Making friends with the dog at Grumpy’s, the only restaurant in Kennedy Meadows.
The next couple days were constant ascents to around 11k feet/3350m. Higher altitudes don’t bother me as much after having spent almost 12 months of my life living in Yellowstone, but lots of others are struggling and cutting back daily mileage. As a general rule, people generally go only 70% as far each day in the High Sierra as they did in the desert. The gentle slope of the PCT is nothing compared to the high altitude hikes my friend Dani and I used to do on our weekends in Yellowstone.
A couple days into the hike in the Sierras I started having some pain in my heel. It obviously wasn’t bad, since I did 14 miles (22km) by 11:30, but was compounded by a dried up water source and not having recent info on the upcoming streams. So, I decided to hitch the 20 miles into the small town of Lone Pine and take a day off to rest and nurse my foot in Epsom salts.
I got a ride from Horseshoe Meadows Campground with a Vietnam vet who was out mountain biking, and he decided to pickup another hiker along the way. I think his name was Groak. He seemed pretty insane, and didn’t stop talking the entire way down the innumerable switchbacks to the valley floor. I ditched him as soon as I could and got a bunk at the hostel, where he ended up too.
He pissed everyone in the room off by doing drugs and talking nonstop about the stupidest things. He tried to sell me shrooms, which I politely declined. Long story short, things escalated around 9:30pm and the police got involved. He was arrested, which he resisted while trying to fight the officer, and the hostel worker had to help handcuff him. Then I finally got to go to bed without somebody tripping in the room and creeping us all out.

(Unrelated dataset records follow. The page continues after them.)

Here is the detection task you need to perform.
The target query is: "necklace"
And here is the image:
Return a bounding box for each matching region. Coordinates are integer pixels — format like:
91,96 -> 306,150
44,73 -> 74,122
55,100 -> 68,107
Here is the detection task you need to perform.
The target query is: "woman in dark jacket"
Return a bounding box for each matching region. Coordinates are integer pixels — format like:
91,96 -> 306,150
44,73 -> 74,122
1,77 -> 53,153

Heading back up into the mountains!
The next week and a half or so I’ll be retracing my steps on the John Muir Trail, which is a spectacular trail I did last summer through the Sierra Nevada. It’s been a fun and deeply bizarre adventure so far. Darko, on his 13th anniversary at KM, said, “I didn’t realize the PCT takes us to the most eccentric places in the United States. I can’t believe we still have 70% left and we’ve already seen all this crazy shit.”